My Favorite Quotes from St. Teresa of Avila:

"We can only learn to know ourselves and do what we can - namely, surrender our will and fulfill God's will in us."

"The highest perfection consists not in interior favors or in great raptures, but in the bringing of our wills so closely into conformity with the Will of God that, as soon as we realize that He wills anything, we desire it ourselves with all our might."

"To converse with You, O King of glory, no third person is needed, You are always ready in the Sacrament of the Altar to give audience to all. All who desire You always find You there, and converse with You face to face."

"Do your best and the good Jesus will help you. Though he may sleep in the boat, when the storm increases he will quiet the wind. He wishes us to ask him."

"It is love alone that gives worth to all things."

“To have courage for whatever comes in life - everything lies in that.”

“What a great favor God does to those He places in the company of good people!”

“Accustom yourself continually to make many acts of love, for they enkindle and melt the soul.”

"God has been very good to me, for I never dwell upon anything wrong which a person has done, so as to remember it afterwards. If I do remember it, I always see some other virtue in that person."

"To reach something good it is very useful to have gone astray, and thus acquire experience."

"We shall never learn to know ourselves except by endeavoring to know God; for, beholding His greatness, we realize our own littleness; His purity shows us our foulness; and by meditating upon His humility we find how very far we are from being humble."

"There are more tears shed over answered prayers than over unanswered prayers."

"The tree that is beside the running water is fresher and gives more fruit."

"Our body has this defect that, the more it is provided care and comforts, the more needs and desires it finds. "

"The most potent and acceptable prayer is the prayer that leaves the best effects. I don't mean it must immediately fill the soul with desire . . . The best effects [are] those that are followed up by actions-----when the soul not only desires the honor of God, but really strives for it. "

"I would never want any prayer that would not make the virtues grow within me."

"Vocal prayer . . . must be accompanied by reflection. A prayer in which a person is not aware of Whom he is speaking to, what he is asking, who it is who is asking and of Whom, I don't call prayer-----however much the lips may move."
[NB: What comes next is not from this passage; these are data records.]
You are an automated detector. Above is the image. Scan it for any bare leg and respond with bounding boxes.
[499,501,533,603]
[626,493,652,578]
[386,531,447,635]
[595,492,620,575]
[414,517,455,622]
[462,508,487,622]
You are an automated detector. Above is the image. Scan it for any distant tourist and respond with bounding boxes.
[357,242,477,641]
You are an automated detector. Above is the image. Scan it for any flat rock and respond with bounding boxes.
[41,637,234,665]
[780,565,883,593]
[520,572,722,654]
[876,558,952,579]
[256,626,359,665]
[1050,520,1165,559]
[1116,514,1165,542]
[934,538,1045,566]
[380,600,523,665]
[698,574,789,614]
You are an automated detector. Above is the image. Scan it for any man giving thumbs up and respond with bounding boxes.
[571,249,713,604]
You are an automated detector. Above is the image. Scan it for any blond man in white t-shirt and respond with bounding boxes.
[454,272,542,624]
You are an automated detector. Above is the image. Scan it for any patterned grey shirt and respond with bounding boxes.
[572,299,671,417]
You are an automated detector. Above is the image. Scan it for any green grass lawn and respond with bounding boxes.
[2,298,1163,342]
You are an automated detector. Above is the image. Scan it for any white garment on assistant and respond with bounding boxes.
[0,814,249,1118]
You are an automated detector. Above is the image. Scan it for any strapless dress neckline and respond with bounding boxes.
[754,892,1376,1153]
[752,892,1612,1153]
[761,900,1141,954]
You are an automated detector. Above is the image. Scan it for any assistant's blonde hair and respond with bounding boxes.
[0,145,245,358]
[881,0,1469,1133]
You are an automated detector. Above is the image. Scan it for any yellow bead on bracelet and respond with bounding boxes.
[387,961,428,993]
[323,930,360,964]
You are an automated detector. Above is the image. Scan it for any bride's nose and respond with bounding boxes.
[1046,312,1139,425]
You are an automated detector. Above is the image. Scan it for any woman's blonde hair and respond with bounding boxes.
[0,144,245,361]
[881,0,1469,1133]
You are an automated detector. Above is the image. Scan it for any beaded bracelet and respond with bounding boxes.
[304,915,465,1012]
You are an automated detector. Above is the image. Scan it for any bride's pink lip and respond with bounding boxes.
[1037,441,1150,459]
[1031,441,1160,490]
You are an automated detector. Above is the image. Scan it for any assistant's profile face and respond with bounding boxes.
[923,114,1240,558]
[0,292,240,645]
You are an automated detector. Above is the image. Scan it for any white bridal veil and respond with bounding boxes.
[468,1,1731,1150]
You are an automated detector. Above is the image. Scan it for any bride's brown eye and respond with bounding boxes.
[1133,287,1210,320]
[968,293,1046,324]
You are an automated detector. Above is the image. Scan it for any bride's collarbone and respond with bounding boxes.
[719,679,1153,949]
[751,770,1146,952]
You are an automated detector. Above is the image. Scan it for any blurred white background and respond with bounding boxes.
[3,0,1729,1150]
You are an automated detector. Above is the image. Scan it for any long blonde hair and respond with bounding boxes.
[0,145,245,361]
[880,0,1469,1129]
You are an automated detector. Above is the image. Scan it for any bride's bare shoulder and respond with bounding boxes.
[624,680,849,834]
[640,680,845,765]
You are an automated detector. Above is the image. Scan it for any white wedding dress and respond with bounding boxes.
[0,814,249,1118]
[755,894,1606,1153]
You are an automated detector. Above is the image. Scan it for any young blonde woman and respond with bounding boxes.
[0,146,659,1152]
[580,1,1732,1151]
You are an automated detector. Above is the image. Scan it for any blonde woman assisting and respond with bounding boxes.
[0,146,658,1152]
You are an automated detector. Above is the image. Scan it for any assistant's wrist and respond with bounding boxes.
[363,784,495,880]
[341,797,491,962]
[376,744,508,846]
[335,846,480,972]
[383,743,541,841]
"Mental prayer in my opinion is nothing else than an intimate sharing between friends; it means taking time frequently to be alone with Him who we know loves us."

"You pay God a compliment by asking great things of Him."

"One must not think that a person who is suffering is not praying. He is offering up his sufferings to God, and many a time he is praying much more truly than one who goes away by himself and meditates his head off, and, if he has squeezed out a few tears, thinks that is prayer. "

"Suffering is a great favor. Remember that everything soon comes to an end . . . and take courage. Think of how our gain is eternal."

"Pain is never permanent."

"Truth suffers, but never dies."

"I am afraid that if we begin to put our trust in human help, some of our Divine help will fail us."

"Our greatest gain is to lose the wealth that is of such brief duration and, by comparison with eternal things, of such little worth; yet we get upset about it and our gain turns to loss."

"We can only learn to know ourselves and do what we can - namely, surrender our will and fulfill God's will in us."

"Christ has no body now, but yours. No hands, no feet on earth, but yours. Yours are the eyes through which Christ looks compassion into the world.Yours are the feet with which Christ walks to do good. Yours are the hands with which Christ blesses the world."

"Let nothing trouble you, let nothing frighten you. All things are passing;God never changes. Patience obtains all things. He who possesses God lacks nothing: God alone suffices."

HAPPY FEAST DAY CHRIS, MARIE, FR. H., SUSAN, AND ALL MY DISCALCED CARMELITE FRIENDS!